Meskipun demikian, supervisi pembelajaran tidak bisa terlepas dari penilaian performa guru dalam mengelola proses belajar mengajar. Apabila di atas dikatakan, bahwa supervisi pembelajaran merupakan serangkaian kegiatan membantu guru mengembangkan kemampuannya mengelola proses belajar-mengajar, maka menilai performa guru dalam mengelola proses belajar-mengajar merupakan salah satu kegiatan yang tidak bisa dihindarkan prosesnya (Sergiovanni, 1987). Sergiovanni (1987) menegaskan bahwa refleksi praktis penilaian performa guru dalam supervisi pembelajaran adalah melihat realita kondisi untuk menjawab pertanyaan-pertanyaan seperti berikut.
a. Apa yang sebenarnya terjadi di dalam kelas?
b. Apa yang sebenarnya dilakukan oleh guru dan murid-murid di dalam kelas?
c. Aktivitas-aktivitas mana dari keseluruhan aktivitas di dalam kelas itu yang berarti bagi guru dan murid?

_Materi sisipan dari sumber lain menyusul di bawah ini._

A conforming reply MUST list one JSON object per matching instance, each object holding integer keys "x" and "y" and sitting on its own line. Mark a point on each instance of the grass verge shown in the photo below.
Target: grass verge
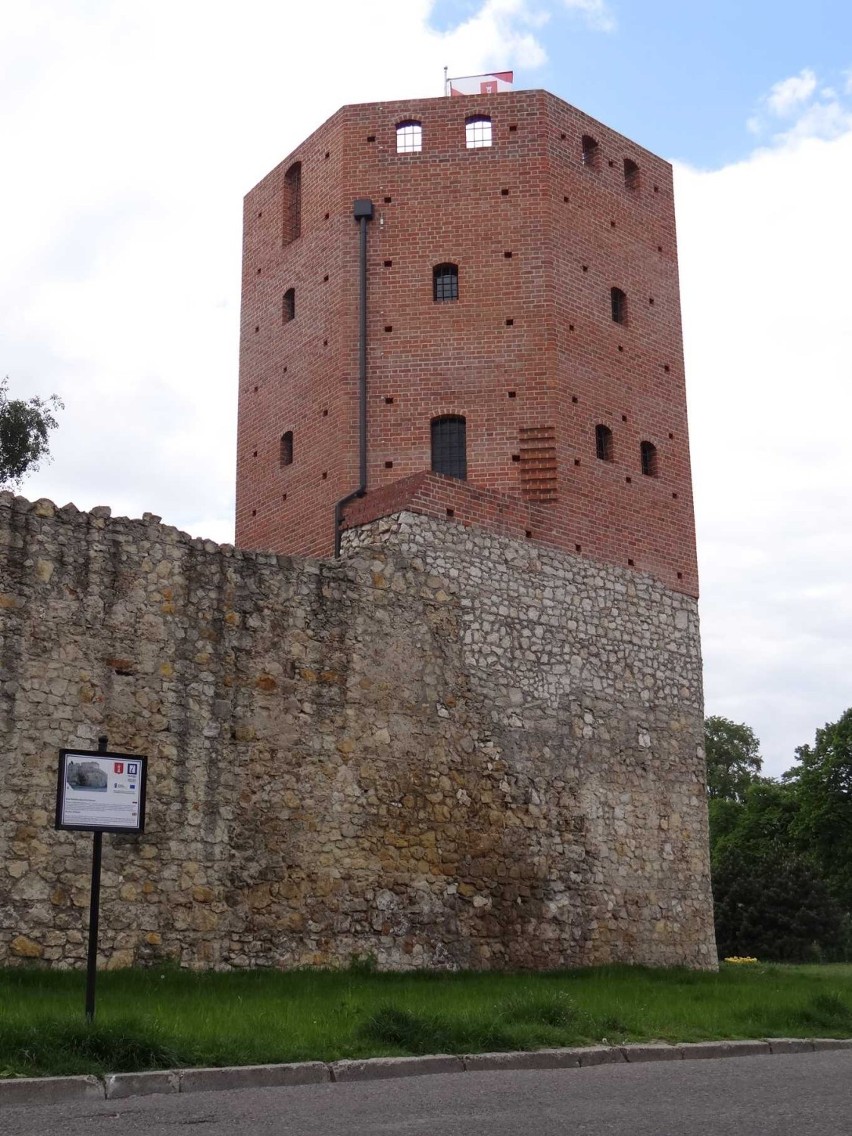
{"x": 164, "y": 1018}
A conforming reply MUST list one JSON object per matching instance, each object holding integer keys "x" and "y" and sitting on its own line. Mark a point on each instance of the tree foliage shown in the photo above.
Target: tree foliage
{"x": 733, "y": 758}
{"x": 24, "y": 427}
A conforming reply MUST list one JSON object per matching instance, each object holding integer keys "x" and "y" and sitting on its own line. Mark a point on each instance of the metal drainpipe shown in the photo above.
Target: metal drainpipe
{"x": 362, "y": 212}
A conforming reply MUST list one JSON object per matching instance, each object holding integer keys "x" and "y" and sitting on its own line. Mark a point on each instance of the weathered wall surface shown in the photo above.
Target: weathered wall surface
{"x": 447, "y": 749}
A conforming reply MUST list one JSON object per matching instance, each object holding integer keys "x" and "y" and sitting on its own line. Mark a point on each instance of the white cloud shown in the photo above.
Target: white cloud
{"x": 790, "y": 93}
{"x": 765, "y": 251}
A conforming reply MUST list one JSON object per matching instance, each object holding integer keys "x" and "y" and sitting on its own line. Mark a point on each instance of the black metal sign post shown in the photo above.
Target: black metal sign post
{"x": 99, "y": 792}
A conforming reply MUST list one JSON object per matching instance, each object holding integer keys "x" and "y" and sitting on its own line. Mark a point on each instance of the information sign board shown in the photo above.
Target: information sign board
{"x": 101, "y": 792}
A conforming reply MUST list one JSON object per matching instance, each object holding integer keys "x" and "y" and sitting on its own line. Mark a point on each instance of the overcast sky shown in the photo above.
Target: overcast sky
{"x": 132, "y": 131}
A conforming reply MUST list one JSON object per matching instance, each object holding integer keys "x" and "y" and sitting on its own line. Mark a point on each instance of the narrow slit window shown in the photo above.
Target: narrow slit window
{"x": 445, "y": 282}
{"x": 590, "y": 151}
{"x": 648, "y": 451}
{"x": 409, "y": 138}
{"x": 286, "y": 448}
{"x": 292, "y": 202}
{"x": 603, "y": 442}
{"x": 631, "y": 174}
{"x": 477, "y": 132}
{"x": 449, "y": 447}
{"x": 618, "y": 300}
{"x": 289, "y": 307}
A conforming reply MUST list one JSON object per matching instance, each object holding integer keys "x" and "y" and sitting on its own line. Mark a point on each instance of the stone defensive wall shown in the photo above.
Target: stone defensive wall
{"x": 445, "y": 749}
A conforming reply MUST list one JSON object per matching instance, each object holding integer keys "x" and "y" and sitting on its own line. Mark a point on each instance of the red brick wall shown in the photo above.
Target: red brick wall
{"x": 574, "y": 233}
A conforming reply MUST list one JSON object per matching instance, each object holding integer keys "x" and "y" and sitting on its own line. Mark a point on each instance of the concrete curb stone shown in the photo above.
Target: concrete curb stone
{"x": 119, "y": 1085}
{"x": 272, "y": 1076}
{"x": 523, "y": 1059}
{"x": 382, "y": 1068}
{"x": 657, "y": 1051}
{"x": 724, "y": 1049}
{"x": 49, "y": 1089}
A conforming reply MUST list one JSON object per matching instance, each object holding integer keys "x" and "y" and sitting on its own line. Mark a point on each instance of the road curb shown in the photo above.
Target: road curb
{"x": 27, "y": 1091}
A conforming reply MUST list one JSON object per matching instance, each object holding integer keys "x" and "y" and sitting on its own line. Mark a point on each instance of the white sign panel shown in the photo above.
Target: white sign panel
{"x": 101, "y": 791}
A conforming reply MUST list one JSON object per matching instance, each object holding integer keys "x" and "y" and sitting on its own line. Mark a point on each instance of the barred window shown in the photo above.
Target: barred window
{"x": 648, "y": 451}
{"x": 477, "y": 132}
{"x": 590, "y": 151}
{"x": 445, "y": 282}
{"x": 286, "y": 448}
{"x": 409, "y": 138}
{"x": 449, "y": 447}
{"x": 292, "y": 202}
{"x": 618, "y": 300}
{"x": 289, "y": 306}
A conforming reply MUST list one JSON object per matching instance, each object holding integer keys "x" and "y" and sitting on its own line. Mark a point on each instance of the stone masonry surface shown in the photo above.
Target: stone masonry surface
{"x": 448, "y": 749}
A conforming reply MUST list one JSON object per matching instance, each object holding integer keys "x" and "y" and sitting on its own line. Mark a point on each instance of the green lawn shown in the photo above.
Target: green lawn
{"x": 165, "y": 1018}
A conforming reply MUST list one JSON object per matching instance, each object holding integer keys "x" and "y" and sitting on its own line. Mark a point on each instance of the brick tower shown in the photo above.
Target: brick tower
{"x": 524, "y": 360}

d. Apa yang telah dilakukan oleh guru dalam mencapai tujuan pembelajaran?
e. Apa kelebihan dan kekurangan guru dan bagaimana cara mengembangkannya?


2. Prinsip-prinsip Supervisi Pembelajaran
Konsep dan tujuan supervisi pembelajaran, sebagaimana dikemukakan oleh para teoritikus supervisi pembelajaran di muka, memang tampak idealis bagi para praktisi supervisi pembelajaran. Akan tetapi, memang demikianlah seharusnya kenyataan normatif konsep dasarnya. Para kepala sekolah baik suka maupun tidak suka harus siap menghadapi problema dan kendala dalam melaksanakan supervisi pembelajaran. Adanya problema dan kendala tersebut sedikit banyak bisa diatasi apabila dalam pelaksanaan supervisi pembelajaran kepala sekolah menerapkan prinsip-prinsip supervisi pembelajaran.

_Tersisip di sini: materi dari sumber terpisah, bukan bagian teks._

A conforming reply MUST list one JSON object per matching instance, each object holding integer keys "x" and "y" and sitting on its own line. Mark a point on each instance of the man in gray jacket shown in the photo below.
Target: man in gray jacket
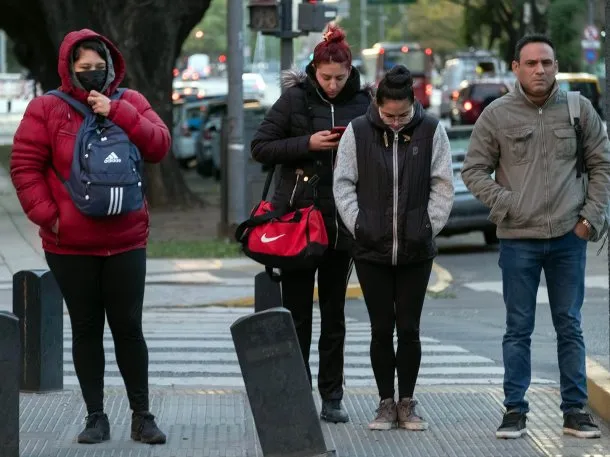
{"x": 549, "y": 197}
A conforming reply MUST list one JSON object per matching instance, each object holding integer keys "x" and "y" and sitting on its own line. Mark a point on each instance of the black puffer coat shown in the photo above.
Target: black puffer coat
{"x": 283, "y": 139}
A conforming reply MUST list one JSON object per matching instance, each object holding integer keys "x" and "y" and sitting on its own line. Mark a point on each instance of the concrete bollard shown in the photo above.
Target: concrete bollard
{"x": 272, "y": 367}
{"x": 9, "y": 385}
{"x": 38, "y": 303}
{"x": 267, "y": 292}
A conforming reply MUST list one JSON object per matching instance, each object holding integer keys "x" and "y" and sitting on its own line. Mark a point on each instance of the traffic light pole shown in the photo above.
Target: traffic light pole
{"x": 234, "y": 168}
{"x": 286, "y": 36}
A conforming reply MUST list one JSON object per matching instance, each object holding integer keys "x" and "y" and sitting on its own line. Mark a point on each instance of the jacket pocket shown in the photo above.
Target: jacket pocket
{"x": 418, "y": 226}
{"x": 565, "y": 142}
{"x": 518, "y": 142}
{"x": 364, "y": 234}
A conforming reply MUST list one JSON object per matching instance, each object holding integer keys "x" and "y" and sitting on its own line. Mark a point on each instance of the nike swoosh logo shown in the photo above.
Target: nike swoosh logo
{"x": 264, "y": 238}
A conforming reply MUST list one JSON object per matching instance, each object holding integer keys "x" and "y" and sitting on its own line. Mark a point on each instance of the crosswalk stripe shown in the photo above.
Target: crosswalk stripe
{"x": 193, "y": 347}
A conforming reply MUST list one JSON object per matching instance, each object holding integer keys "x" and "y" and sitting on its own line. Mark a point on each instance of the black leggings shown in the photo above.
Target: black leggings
{"x": 297, "y": 296}
{"x": 95, "y": 286}
{"x": 394, "y": 298}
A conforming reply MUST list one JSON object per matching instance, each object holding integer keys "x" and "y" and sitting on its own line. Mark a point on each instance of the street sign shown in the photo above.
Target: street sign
{"x": 388, "y": 2}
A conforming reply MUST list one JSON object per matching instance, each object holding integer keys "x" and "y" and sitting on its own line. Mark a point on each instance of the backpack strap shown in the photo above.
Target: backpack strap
{"x": 78, "y": 106}
{"x": 81, "y": 107}
{"x": 118, "y": 94}
{"x": 574, "y": 110}
{"x": 574, "y": 106}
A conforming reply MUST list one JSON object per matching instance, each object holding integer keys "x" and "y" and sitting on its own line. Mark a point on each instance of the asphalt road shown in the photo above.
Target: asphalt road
{"x": 470, "y": 313}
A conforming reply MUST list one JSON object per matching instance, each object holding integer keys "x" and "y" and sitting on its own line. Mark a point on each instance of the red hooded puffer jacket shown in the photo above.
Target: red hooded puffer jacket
{"x": 46, "y": 137}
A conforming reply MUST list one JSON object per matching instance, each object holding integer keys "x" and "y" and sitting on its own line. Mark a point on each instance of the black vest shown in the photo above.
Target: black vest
{"x": 393, "y": 190}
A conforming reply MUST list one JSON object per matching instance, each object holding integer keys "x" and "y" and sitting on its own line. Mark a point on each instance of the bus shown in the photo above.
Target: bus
{"x": 376, "y": 61}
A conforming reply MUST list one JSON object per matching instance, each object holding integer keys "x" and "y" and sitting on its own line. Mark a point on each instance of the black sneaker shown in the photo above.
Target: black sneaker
{"x": 580, "y": 424}
{"x": 144, "y": 429}
{"x": 96, "y": 430}
{"x": 513, "y": 425}
{"x": 333, "y": 412}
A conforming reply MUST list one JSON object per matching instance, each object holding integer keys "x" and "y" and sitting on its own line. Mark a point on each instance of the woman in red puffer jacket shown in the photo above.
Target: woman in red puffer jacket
{"x": 99, "y": 263}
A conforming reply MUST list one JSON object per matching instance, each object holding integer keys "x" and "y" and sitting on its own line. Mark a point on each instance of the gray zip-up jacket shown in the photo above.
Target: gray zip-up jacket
{"x": 532, "y": 150}
{"x": 394, "y": 190}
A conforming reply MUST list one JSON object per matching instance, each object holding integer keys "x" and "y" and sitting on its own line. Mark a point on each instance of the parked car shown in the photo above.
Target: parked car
{"x": 585, "y": 83}
{"x": 468, "y": 213}
{"x": 465, "y": 66}
{"x": 187, "y": 123}
{"x": 208, "y": 141}
{"x": 254, "y": 86}
{"x": 473, "y": 98}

Semua ini merupakan prinsip-prinsip supervisi pembelajaran modern yang harus direalisasikan pada setiap proses supervisi pembelajaran di sekolah-sekolah. Selain tersebut di atas, berikut ini ada beberapa prinsip lain yang harus diperhatikan dan direalisasikan oleh supervisor dalam melaksanakan supervisi pembelajaran, yaitu sebagai berikut.
a. supervisi pembelajaran harus mampu menciptakan hubungan kemanusiaan yang harmonis.
b. supervisi pembelajaran harus dilakukan secara berkesinambungan. Ketiga, supervisi pembelajaran harus demokratis.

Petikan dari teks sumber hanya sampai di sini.